Husband and wife tribute performers Robin Adler and Dave Blackburn took the stage at the Howard Brubeck Theatre to cover Joni Mitchell songs during the Oct 22 concert hour.

The two covered songs from eight of Mitchell’s albums, totaling 12 songs in a 60-minute window. Adler was accompanied by her husband who stood beside her and played acoustic guitar throughout the set. Attendees were promised an acoustic and intimate performance, and that is just what the two performers delivered.

Opening with a song that Mitchell wrote during the Vietnam War, Adler performed the song almost entirely a cappella until Blackburn began on the acoustic guitar during the song’s final verse. From the first few notes, Adler’s vocal range was apparent. It was beautifully haunting in the sense that she truly conveyed the message of the song, one that speaks of pain and sorrow.

As the set continued, Blackburn became more apparent, accompanying his wife on each of the remaining songs they performed. Blackburn’s instrumental craft truly allowed one song to bleed through to the next.

While Blackburn’s talents were an additional complement to his wife’s impressive range, his abilities had a tendency to drown out Adler’s vocals on their version of Miller’s hit, “The Dawntreader.”

Following a few guitar changes, the cover duo played a song that was originally written and performed by Mitchell but is most commonly known as the hit made famous by Crosby Stills and Nash, “Woodstock.”

Prior to their rendition of “Woodstock,” Adler made note of how as a cover duo, they often attempt to stick to the original arrangements composed by Mitchell. However, with this song, the husband and wife team cleverly added a mid song instrumental, which completely changed the pace of the song and showcased the talents of the two performers.

“I have big shoes to fill” acknowledged Adler before continuing on with Mitchell’s song, “A Case Of You.”

Out of each performance, this particular song could have been released as an acoustic single for the duo and quite possibly fared quite well on folk rock stations. Not to mention, Adler reached the song’s falsetto effortlessly.

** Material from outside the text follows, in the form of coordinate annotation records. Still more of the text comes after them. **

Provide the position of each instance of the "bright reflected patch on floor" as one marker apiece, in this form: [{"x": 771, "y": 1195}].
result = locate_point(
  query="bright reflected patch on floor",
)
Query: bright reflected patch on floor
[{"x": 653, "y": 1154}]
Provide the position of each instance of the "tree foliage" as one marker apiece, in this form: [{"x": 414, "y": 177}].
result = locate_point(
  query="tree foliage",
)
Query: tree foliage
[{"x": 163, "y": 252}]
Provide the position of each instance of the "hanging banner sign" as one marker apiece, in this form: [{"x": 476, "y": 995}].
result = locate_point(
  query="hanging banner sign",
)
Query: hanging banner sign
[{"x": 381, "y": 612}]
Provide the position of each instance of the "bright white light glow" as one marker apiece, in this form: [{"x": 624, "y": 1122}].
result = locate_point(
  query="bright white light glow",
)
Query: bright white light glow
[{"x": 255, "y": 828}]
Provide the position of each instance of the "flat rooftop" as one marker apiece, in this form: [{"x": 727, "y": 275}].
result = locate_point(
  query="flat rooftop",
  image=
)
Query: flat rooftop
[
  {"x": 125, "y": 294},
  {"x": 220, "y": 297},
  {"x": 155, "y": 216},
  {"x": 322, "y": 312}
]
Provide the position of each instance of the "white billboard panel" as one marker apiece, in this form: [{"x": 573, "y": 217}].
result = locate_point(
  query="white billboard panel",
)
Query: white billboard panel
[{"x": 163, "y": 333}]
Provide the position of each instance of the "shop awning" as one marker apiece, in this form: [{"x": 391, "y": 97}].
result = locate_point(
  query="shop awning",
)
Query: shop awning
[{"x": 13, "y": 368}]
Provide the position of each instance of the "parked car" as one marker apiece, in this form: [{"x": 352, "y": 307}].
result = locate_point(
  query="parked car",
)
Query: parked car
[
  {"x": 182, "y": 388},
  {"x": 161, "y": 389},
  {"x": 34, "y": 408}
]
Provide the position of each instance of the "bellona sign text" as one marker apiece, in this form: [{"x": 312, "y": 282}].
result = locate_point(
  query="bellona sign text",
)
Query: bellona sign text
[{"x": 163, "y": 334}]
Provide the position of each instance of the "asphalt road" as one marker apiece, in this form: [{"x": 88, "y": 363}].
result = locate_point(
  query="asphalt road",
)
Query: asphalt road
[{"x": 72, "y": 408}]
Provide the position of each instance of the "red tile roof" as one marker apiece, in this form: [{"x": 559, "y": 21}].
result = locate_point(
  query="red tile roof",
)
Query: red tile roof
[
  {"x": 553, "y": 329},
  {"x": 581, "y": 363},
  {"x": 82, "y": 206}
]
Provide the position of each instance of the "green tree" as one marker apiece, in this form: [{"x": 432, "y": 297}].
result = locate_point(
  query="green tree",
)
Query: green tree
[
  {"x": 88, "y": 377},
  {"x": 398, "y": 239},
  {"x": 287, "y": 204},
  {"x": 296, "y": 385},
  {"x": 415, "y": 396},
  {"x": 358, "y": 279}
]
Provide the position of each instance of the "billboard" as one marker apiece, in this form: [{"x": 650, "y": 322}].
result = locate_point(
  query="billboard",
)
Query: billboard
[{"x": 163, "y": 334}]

It might be hard to expect much from a cover band, but Adler and Blackburn brought everything to the table. The hour performance was dusted with commentary, which complemented both Mitchell’s career milestones and the duo’s own life experiences and helped break up a variety of the material.

For one hour, Adler and Blackburn presented Mitchell’s material so well, it could have been their own. Together, they created music magic and in the best of ways, left the audience wanting more.